# Topics of Sociability and Solidarity in Recollections of those who worked and who did not work in Auschwitz-Birkenau



 ### Research Question:

Did solidarity and sociability thrive more among victims who were forced to work than those who did not work? Do victims who worked speak more about solidarity and sociability?

### Further point to consider:

 - Majority of victims did not work

In [248]:
import json
path = os.getcwd()
parent = os.path.abspath(os.path.join(path, os.pardir))
with open(parent+'/'+constants.output_data_segment_keyword_matrix + "metadata_partitions.json") as read_file:
        metadata_partitions = json.load(read_file)
        
total_number_of_persons = len(metadata_partitions['complete'])

Percentage of those who did not work

In [249]:
(len(metadata_partitions['notwork']) / total_number_of_persons)*100

76.10138805069403

Percentage of those who worked

In [250]:
(len(metadata_partitions['work']) / total_number_of_persons)*100

23.898611949305977

## Load the relevant data

Load the libraries needed to work with the data

In [251]:
import constants
import pandas as pd
import os
from IPython.display import display

Set up the paths to data

Two different datasets were created.
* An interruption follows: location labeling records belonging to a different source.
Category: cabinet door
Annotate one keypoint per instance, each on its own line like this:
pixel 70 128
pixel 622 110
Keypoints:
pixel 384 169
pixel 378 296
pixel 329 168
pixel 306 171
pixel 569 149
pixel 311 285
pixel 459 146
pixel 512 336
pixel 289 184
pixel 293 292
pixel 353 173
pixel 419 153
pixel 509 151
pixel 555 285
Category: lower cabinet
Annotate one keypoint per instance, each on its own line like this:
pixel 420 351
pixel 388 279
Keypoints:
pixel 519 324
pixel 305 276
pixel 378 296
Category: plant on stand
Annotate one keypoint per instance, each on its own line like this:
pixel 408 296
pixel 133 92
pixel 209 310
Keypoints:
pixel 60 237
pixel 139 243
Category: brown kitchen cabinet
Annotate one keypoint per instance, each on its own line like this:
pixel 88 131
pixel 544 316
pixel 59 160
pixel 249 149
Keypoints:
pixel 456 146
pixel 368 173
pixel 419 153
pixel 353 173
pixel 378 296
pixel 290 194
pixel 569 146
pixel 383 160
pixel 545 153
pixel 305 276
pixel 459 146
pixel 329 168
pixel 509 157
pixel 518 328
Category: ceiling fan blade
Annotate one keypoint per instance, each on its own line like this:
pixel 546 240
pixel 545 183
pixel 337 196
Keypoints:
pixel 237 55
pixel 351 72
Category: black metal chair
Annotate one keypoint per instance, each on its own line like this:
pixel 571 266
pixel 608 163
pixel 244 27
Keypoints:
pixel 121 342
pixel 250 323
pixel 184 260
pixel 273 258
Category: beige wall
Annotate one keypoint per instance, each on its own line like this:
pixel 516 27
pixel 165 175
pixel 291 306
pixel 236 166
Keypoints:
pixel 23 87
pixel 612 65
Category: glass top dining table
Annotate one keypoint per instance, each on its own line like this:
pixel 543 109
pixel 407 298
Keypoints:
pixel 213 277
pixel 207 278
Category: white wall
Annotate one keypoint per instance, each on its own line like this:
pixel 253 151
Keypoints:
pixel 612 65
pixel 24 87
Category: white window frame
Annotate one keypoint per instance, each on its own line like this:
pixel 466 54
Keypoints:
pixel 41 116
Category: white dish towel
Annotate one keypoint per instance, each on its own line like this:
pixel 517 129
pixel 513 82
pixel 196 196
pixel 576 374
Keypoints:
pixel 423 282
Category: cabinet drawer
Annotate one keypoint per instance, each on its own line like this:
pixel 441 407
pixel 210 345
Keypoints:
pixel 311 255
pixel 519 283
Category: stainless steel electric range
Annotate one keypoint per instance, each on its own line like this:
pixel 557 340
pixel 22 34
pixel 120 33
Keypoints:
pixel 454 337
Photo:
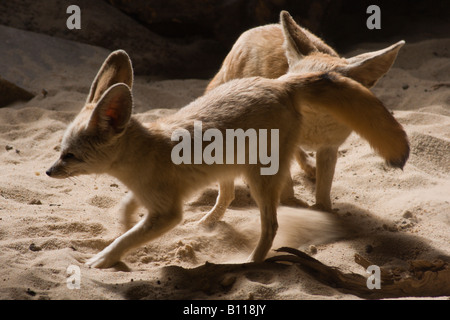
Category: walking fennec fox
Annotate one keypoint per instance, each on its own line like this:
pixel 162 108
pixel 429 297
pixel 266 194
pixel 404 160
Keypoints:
pixel 273 50
pixel 106 138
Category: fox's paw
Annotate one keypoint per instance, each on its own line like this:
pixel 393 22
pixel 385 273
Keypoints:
pixel 294 202
pixel 102 260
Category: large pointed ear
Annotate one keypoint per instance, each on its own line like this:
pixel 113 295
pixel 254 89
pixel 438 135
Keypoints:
pixel 296 42
pixel 113 111
pixel 117 68
pixel 368 68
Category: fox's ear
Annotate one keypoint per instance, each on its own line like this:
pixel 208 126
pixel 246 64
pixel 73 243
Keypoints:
pixel 117 68
pixel 113 111
pixel 297 44
pixel 368 68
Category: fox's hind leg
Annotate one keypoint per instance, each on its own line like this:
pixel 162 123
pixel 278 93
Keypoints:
pixel 266 193
pixel 288 198
pixel 306 163
pixel 326 163
pixel 224 199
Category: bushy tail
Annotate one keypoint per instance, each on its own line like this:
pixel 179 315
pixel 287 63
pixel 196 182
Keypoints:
pixel 355 106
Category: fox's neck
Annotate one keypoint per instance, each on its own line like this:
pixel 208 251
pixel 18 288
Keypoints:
pixel 137 152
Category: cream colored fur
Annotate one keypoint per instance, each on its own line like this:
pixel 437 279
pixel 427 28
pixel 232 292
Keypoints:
pixel 106 138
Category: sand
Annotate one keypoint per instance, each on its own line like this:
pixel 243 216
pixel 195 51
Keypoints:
pixel 388 216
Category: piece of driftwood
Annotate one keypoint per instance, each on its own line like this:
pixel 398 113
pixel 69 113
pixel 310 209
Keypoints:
pixel 422 279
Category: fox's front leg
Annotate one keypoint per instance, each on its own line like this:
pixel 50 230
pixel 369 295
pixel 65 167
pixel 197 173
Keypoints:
pixel 326 162
pixel 149 228
pixel 224 199
pixel 128 207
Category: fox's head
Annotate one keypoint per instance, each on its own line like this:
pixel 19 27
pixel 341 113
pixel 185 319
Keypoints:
pixel 89 143
pixel 306 53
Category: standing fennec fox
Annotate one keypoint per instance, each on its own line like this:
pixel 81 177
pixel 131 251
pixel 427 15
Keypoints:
pixel 106 138
pixel 273 50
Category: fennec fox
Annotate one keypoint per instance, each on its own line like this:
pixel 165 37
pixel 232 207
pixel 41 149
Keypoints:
pixel 106 138
pixel 273 50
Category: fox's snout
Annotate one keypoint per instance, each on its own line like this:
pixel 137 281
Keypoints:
pixel 56 171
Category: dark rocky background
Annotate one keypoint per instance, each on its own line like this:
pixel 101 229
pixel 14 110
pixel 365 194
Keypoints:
pixel 189 39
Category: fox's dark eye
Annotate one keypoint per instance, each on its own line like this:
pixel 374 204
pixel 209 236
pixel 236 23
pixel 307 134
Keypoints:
pixel 67 156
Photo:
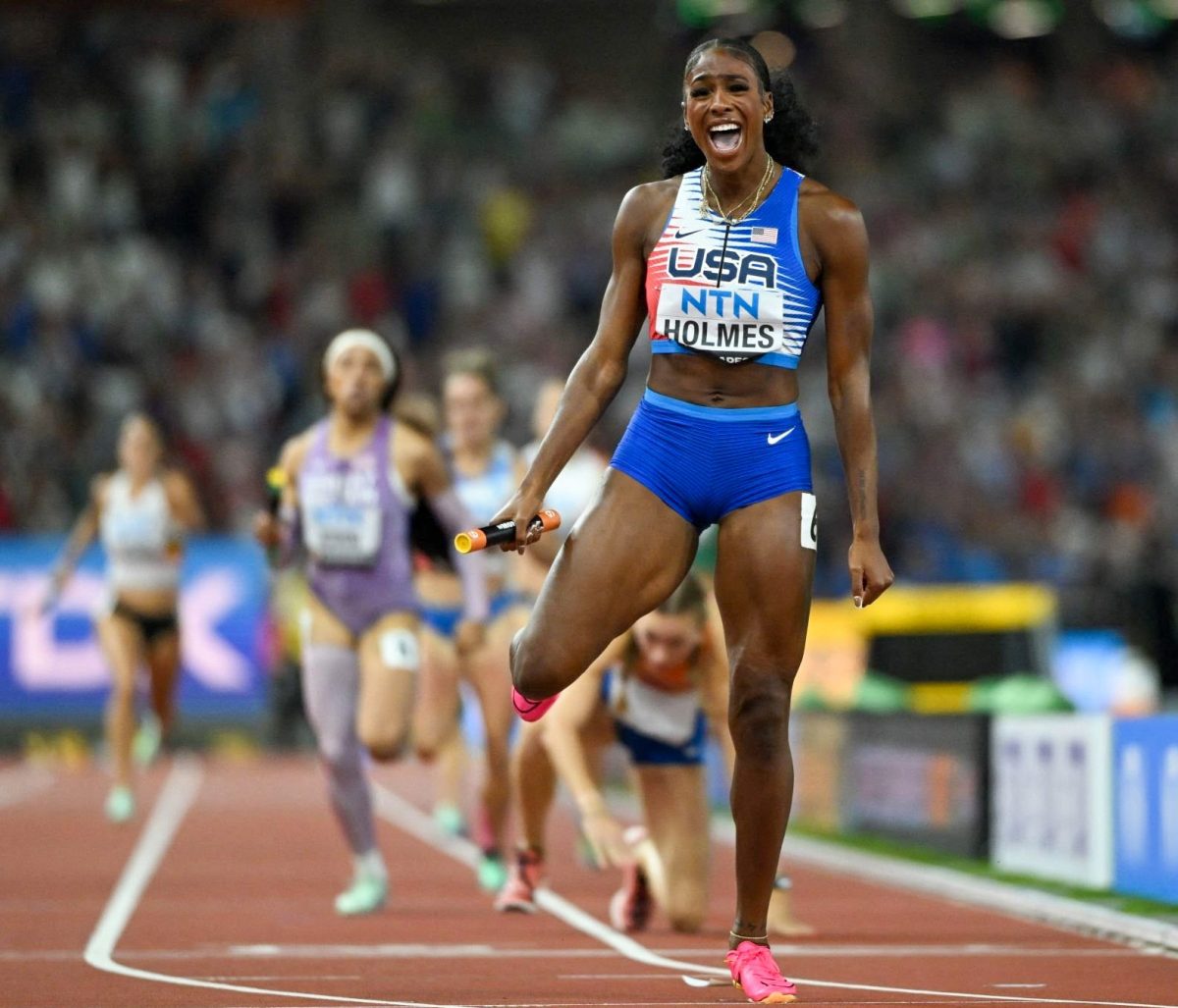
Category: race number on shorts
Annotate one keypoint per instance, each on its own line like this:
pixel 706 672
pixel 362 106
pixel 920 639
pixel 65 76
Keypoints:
pixel 810 522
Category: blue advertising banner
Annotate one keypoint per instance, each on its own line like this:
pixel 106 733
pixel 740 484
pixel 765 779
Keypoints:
pixel 52 667
pixel 1146 795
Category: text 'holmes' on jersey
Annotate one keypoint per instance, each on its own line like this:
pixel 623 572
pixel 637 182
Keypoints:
pixel 736 291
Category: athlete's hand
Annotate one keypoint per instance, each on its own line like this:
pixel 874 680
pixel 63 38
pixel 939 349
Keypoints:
pixel 521 508
pixel 266 529
pixel 606 840
pixel 871 575
pixel 469 636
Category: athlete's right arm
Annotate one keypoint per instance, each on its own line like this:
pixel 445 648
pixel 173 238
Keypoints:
pixel 601 370
pixel 278 531
pixel 81 535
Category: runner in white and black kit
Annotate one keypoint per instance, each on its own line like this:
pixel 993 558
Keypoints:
pixel 140 511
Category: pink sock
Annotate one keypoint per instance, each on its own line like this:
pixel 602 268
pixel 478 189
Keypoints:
pixel 530 709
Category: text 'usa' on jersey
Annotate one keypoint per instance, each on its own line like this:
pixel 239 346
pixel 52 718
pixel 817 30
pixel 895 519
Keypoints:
pixel 736 291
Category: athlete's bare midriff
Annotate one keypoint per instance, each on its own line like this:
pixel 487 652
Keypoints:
pixel 696 378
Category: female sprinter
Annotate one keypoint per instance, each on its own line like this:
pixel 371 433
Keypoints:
pixel 655 690
pixel 486 470
pixel 140 512
pixel 348 490
pixel 731 257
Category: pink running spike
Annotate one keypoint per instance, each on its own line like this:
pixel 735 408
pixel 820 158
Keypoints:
pixel 757 974
pixel 531 709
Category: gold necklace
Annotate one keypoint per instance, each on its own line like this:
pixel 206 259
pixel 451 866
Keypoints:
pixel 734 216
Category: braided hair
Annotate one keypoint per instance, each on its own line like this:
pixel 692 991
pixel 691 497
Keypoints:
pixel 790 136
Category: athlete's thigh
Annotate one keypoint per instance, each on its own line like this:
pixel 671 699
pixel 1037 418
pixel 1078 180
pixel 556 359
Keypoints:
pixel 390 662
pixel 164 658
pixel 437 707
pixel 765 569
pixel 321 625
pixel 123 647
pixel 623 557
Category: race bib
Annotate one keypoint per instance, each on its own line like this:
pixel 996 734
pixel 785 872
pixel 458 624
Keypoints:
pixel 734 322
pixel 343 535
pixel 669 717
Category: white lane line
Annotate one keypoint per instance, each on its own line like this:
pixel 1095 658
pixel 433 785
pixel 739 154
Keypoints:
pixel 176 799
pixel 411 820
pixel 1005 897
pixel 346 952
pixel 18 783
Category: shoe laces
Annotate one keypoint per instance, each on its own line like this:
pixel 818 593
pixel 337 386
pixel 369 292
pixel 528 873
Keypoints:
pixel 758 960
pixel 529 867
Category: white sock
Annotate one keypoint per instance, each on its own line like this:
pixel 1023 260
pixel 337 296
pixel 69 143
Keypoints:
pixel 371 865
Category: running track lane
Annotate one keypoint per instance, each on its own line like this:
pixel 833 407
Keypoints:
pixel 241 862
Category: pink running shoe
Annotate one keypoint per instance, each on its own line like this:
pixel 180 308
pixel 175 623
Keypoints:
pixel 518 893
pixel 629 908
pixel 530 709
pixel 757 974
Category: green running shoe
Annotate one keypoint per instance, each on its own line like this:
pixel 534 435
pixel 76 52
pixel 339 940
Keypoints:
pixel 366 895
pixel 145 747
pixel 493 873
pixel 449 820
pixel 121 803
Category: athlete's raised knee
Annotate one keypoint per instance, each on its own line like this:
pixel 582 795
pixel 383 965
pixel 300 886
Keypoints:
pixel 533 672
pixel 383 744
pixel 759 714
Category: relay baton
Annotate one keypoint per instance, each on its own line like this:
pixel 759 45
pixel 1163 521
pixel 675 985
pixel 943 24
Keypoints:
pixel 276 482
pixel 504 532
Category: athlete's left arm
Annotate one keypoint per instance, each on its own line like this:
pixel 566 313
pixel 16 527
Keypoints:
pixel 183 502
pixel 422 467
pixel 835 228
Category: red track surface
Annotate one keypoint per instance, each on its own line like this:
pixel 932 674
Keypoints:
pixel 241 895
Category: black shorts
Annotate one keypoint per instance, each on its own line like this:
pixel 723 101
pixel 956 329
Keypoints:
pixel 153 628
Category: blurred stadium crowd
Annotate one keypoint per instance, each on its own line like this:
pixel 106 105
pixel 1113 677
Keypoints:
pixel 191 205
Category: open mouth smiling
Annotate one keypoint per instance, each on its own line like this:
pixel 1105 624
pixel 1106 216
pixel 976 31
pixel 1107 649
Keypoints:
pixel 724 136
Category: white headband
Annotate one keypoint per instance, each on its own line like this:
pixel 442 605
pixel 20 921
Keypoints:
pixel 351 338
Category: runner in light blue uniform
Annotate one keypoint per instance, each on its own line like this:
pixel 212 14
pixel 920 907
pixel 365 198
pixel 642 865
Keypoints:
pixel 484 470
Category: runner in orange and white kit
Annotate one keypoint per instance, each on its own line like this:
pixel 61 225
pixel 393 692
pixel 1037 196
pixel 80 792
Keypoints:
pixel 140 512
pixel 657 690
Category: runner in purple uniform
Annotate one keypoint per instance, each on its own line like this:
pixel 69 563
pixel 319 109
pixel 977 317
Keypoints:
pixel 350 484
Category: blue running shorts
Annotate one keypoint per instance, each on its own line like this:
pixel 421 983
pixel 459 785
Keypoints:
pixel 705 461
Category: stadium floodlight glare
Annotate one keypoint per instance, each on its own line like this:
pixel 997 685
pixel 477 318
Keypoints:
pixel 1025 19
pixel 926 8
pixel 1136 19
pixel 822 13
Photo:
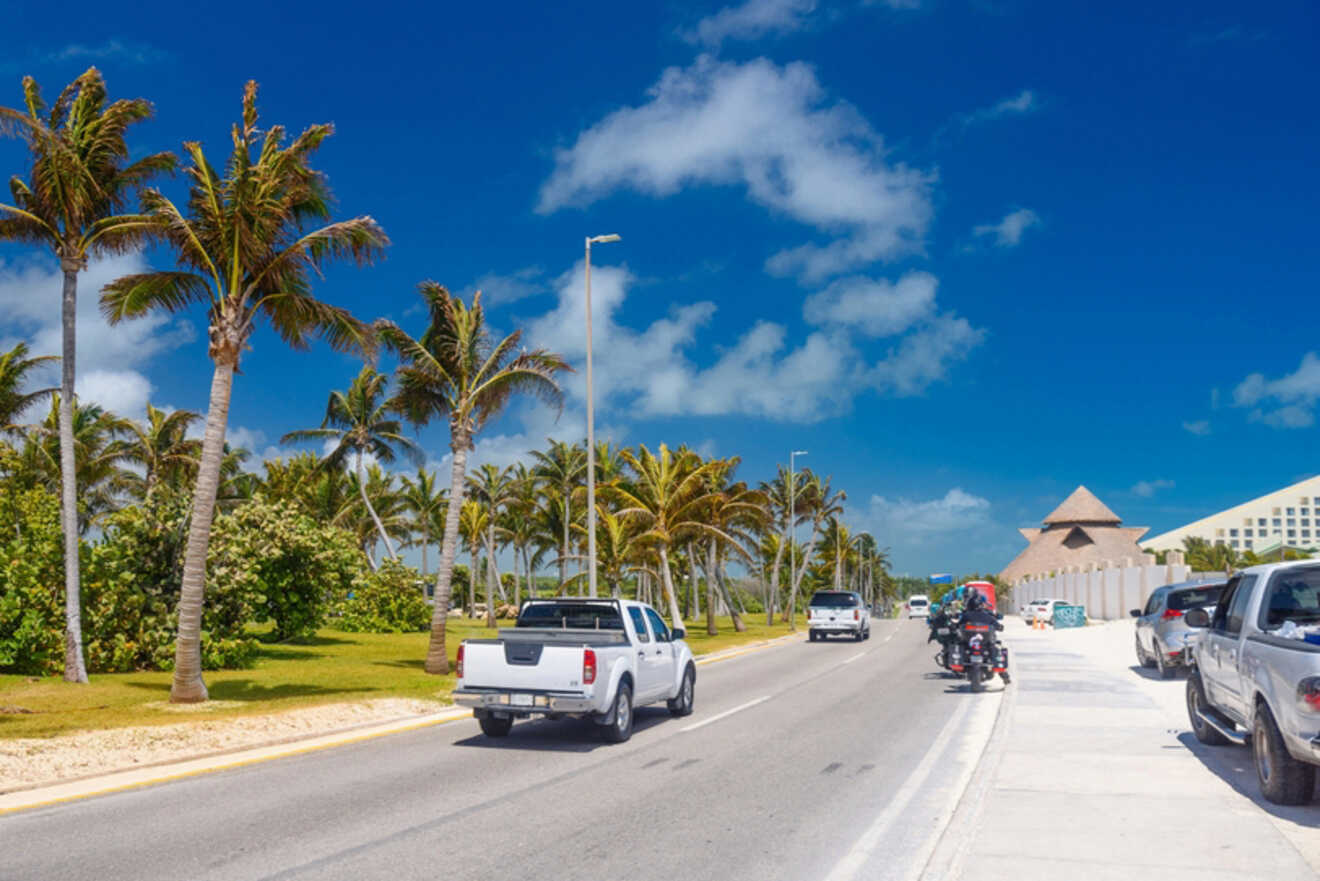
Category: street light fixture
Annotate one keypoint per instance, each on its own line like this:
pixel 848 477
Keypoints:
pixel 792 523
pixel 590 420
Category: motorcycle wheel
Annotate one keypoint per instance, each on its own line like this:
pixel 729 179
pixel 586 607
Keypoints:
pixel 974 675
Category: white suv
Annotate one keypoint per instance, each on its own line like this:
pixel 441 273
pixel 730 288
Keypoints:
pixel 919 605
pixel 838 612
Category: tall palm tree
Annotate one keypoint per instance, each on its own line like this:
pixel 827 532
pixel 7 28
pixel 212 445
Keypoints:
pixel 74 202
pixel 668 499
pixel 361 423
pixel 493 488
pixel 458 373
pixel 562 465
pixel 163 448
pixel 16 370
pixel 244 251
pixel 425 501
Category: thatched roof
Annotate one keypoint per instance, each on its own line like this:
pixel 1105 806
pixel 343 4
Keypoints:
pixel 1083 507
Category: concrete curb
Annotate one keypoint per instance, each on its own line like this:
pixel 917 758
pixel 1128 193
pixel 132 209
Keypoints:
pixel 70 790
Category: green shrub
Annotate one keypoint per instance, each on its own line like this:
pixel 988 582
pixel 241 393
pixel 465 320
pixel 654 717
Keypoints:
pixel 386 601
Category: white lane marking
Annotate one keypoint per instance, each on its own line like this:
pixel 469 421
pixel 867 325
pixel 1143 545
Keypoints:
pixel 856 859
pixel 726 713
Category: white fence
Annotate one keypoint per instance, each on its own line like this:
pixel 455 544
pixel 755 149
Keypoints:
pixel 1109 589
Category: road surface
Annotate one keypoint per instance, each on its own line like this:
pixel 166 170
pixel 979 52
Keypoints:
pixel 830 761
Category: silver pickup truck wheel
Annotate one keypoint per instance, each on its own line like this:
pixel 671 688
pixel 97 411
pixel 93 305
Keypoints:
pixel 1283 779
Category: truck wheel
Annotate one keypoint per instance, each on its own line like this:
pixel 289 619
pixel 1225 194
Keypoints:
pixel 621 728
pixel 974 675
pixel 1283 779
pixel 1142 658
pixel 1196 704
pixel 495 725
pixel 681 705
pixel 1166 670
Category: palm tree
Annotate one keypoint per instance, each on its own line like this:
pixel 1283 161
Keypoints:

In Dataset 1, the topic 'social bonds' include 'friendship' as well; similarly the topic 'aid giving' includes 'food sharing'. In Dataset 2, 'friendship' and 'food sharing' are distinguished, and they are different topics.

First, load Dataset 1

In [252]:
input_directory = constants.output_data_markov_modelling

path = os.getcwd()
parent = os.path.abspath(os.path.join(path, os.pardir))
input_directory = parent +'/'+ constants.output_data_markov_modelling

In [253]:
p_work_dataset_1 = pd.read_csv(input_directory+'work'+'/'+'stationary_probs.csv')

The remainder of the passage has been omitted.